Eight candidates have thrown their hat in to the ring to be Ghana's next president, including Nana Addo Dankwa Akufo-Addo of the incumbent New Patriotic Party and 2004 presidental candidate John Atta-Mills of the National Democratic Congress. The winner must receive more than 50% of the total number of valid votes cast to avoid a runoff, which if needed must be held within 21 days of the election.
When asked to name the most important issue the government should address in the next 12 months, economic issues dominated Ghanaians responses. The most frequently named issues were poverty (19%), job creation (19%), and unemployment (17%). Another 16% of Ghanaians identified agriculture as the most important issue. Taken together, these four issues account for 71% of all issues identified by Ghanaians as most important for the government to address in the next 12 months.
Ghanaians' top four priorities -- poverty, creating new jobs, unemployment, and agriculture -- vary by the amount of thought Ghanaians have given to the coming election. Those who have given it quite a lot of thought identify the same top four issues as Ghanaians do overall, but in reverse order: agriculture (21%), unemployment (20%), creating jobs (17%), and poverty (13%). The relative priorities for those who have given less thought to the election, however, are exactly opposite of those giving quite a lot of thought to the election: poverty (25%), creating jobs (20%), unemployment (14%), and agriculture (11%).
The data suggest that those that have thought quite a lot about the election have a different ordering for actions for the government than those that have not thought quite a lot about it, even though there is consistency in which citizens want the government to address these four issues.

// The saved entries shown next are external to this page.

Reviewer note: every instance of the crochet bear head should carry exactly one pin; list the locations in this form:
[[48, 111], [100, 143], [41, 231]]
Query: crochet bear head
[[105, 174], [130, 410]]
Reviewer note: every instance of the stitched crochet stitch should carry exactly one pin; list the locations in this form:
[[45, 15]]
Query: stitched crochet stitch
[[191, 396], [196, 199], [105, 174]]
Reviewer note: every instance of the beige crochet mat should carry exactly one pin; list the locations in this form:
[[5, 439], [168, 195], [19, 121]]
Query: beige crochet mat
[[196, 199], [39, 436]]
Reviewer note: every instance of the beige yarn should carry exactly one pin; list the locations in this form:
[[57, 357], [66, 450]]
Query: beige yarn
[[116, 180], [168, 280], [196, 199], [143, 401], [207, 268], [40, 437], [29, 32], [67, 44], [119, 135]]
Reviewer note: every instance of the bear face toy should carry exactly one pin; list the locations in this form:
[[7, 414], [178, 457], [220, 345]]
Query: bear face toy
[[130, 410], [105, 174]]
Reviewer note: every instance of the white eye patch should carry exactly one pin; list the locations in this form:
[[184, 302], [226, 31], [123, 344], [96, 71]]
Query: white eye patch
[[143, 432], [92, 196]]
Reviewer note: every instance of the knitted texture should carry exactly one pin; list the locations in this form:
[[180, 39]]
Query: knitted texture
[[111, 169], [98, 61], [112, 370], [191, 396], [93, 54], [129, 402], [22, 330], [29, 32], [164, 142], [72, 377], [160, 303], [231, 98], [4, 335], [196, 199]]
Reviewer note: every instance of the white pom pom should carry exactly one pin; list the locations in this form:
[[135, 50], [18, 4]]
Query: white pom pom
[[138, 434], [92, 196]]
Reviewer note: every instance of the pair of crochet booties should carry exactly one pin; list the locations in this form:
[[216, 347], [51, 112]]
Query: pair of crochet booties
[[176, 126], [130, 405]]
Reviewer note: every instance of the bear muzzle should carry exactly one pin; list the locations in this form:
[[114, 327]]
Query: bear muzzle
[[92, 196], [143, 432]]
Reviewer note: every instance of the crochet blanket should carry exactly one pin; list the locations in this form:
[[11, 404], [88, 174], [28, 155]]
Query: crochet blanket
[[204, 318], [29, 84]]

Results are based on face-to-face interviews with at least 1,000 adults, aged 15 and older, in Ghana in April 2008. For results based on the total sample of national adults, one can say with 95% confidence that the maximum margin of sampling error is ±5 percentage points. In addition to sampling error, question wording and practical difficulties in conducting surveys can introduce error or bias into the findings of public opinion polls.